Design Recommendations

  • Use Elasticsearch + search_after + PIT for search or browse experiences where users navigate many pages and expect stable ordering.
  • Use SQL keyset pagination for transactional lists, admin tables, or when exact source-of-truth consistency is required and deep pagination is shallow (< few hundred rows).
  • Avoid offset-based pagination for large offsets in both systems; keep for small pages only.
  • Define a deterministic composite sort key (e.g., created_at desc, id desc) to prevent tie-related duplication or skipping.
  • Set guardrails: cap maximum pages, provide load more rather than numeric page jumps, and expire cursors.

Operational Considerations (Elasticsearch)

  • Index mappings: Store sortable fields as keyword/numeric/date with doc_values enabled.
  • Hot-warm-cold tiers: Keep recently active data in hot nodes for faster pagination.
  • Circuit breakers: Monitor heap usage; large size values increase memory.
  • Refresh vs consistency: Default refresh (1s) is usually enough; PIT stabilizes reads.
  • Ingestion lag: Monitor CDC/ingest latency; stale data impacts user experience.

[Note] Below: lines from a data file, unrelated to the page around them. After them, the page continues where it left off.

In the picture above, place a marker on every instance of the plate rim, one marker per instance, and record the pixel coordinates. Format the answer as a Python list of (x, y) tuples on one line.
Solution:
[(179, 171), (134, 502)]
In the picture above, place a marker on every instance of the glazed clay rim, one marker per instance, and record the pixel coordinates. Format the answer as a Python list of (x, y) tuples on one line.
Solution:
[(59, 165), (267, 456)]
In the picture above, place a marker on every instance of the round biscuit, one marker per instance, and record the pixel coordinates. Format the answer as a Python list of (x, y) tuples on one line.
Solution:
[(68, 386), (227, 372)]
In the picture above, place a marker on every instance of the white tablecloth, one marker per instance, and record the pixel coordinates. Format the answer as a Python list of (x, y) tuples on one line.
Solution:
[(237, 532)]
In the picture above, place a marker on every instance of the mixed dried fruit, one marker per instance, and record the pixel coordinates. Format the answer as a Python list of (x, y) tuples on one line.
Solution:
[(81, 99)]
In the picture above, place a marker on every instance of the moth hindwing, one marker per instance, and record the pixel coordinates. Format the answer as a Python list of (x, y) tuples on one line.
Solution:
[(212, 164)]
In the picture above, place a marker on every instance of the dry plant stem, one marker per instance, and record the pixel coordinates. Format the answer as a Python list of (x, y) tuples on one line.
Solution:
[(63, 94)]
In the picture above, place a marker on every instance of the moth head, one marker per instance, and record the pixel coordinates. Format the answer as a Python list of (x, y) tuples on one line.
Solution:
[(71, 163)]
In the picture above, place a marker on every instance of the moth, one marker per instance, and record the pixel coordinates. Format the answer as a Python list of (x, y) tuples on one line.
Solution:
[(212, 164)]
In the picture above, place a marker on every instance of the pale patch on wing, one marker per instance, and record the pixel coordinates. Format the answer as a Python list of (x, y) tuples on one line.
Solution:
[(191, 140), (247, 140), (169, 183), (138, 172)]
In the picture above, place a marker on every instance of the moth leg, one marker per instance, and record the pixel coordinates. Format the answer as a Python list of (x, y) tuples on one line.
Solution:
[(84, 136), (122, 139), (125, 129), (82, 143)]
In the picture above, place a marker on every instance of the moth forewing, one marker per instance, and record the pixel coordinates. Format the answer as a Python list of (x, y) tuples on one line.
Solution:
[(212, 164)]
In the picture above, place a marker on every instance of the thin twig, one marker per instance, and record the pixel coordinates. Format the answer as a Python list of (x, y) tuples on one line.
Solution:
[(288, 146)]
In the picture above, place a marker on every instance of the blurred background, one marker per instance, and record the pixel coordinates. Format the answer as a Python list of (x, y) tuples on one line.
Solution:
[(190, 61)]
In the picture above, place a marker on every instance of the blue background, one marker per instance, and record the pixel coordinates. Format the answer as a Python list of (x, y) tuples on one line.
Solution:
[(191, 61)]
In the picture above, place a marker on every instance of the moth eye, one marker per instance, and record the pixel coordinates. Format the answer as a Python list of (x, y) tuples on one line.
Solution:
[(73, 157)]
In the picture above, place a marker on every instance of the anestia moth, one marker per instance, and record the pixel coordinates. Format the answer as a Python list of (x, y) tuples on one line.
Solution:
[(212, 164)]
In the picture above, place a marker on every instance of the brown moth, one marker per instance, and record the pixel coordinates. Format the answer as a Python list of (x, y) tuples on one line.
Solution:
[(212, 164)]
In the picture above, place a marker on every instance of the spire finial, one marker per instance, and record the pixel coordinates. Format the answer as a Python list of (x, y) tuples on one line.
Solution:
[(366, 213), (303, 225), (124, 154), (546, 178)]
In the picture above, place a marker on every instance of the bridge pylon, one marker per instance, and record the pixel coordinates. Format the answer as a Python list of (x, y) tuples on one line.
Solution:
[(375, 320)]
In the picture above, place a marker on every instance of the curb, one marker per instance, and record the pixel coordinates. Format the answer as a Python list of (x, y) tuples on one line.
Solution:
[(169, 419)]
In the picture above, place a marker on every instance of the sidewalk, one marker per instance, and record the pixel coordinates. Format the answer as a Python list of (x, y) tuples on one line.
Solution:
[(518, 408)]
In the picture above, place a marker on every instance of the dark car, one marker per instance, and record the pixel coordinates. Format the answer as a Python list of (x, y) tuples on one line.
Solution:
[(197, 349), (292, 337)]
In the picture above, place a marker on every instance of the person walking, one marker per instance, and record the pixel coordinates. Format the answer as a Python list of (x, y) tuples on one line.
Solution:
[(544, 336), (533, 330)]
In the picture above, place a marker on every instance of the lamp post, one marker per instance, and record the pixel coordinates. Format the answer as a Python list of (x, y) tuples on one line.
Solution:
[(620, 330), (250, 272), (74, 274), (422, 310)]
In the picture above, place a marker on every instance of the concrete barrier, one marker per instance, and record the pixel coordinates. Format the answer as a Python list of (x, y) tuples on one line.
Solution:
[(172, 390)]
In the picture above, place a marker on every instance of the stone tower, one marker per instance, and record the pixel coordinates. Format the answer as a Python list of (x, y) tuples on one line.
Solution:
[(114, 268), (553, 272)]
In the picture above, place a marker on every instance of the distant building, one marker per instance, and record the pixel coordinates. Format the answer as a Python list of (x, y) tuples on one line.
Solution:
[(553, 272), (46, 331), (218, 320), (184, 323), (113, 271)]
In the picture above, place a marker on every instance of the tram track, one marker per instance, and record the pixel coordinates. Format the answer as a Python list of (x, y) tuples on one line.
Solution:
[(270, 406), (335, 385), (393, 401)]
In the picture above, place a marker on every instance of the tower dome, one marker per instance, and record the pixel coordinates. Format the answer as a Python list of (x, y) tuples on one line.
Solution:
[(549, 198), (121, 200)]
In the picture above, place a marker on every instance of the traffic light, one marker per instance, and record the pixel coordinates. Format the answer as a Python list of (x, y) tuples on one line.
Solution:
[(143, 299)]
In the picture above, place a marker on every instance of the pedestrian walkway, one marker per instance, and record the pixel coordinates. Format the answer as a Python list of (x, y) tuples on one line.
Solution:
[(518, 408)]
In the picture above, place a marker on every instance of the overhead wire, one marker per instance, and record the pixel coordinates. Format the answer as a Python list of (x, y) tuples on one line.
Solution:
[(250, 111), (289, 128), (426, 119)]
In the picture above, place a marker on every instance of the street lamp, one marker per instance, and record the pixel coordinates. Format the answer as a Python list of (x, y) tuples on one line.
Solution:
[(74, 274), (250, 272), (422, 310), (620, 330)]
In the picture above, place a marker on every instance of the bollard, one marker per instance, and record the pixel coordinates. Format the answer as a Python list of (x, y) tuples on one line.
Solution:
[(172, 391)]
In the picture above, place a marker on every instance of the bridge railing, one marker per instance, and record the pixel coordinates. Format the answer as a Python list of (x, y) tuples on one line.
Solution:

Example End-to-End Flow (Search Service)

  1. API receives request with optional cursor token.
  2. If no cursor, create PIT (keep_alive ~1m) and run initial search with size and sort.
  3. Return results plus:
    • next_cursor: last hit's sort values and PIT id.
    • pit_keep_alive: recommended keep_alive for the client to reuse.
  4. On next page, client sends next_cursor; service reuses PIT and issues search_after.
  5. Close PIT early when user ends session or after timeout.

Checklist

  • Use deterministic composite sort keys for pagination.
  • Prefer search_after over from/size for deep pages.
  • Pair search_after with PIT for stable views.
  • Keep size reasonable (e.g., <= 100) to avoid heavy heap usage.
  • Cap max pagination depth; offer "load more" UX instead of page numbers.
  • Monitor ingest lag and PIT counts; expire unused PITs.
  • Use SQL keyset pagination for transactional, strongly consistent lists.
  • Avoid Scroll API for interactive pagination.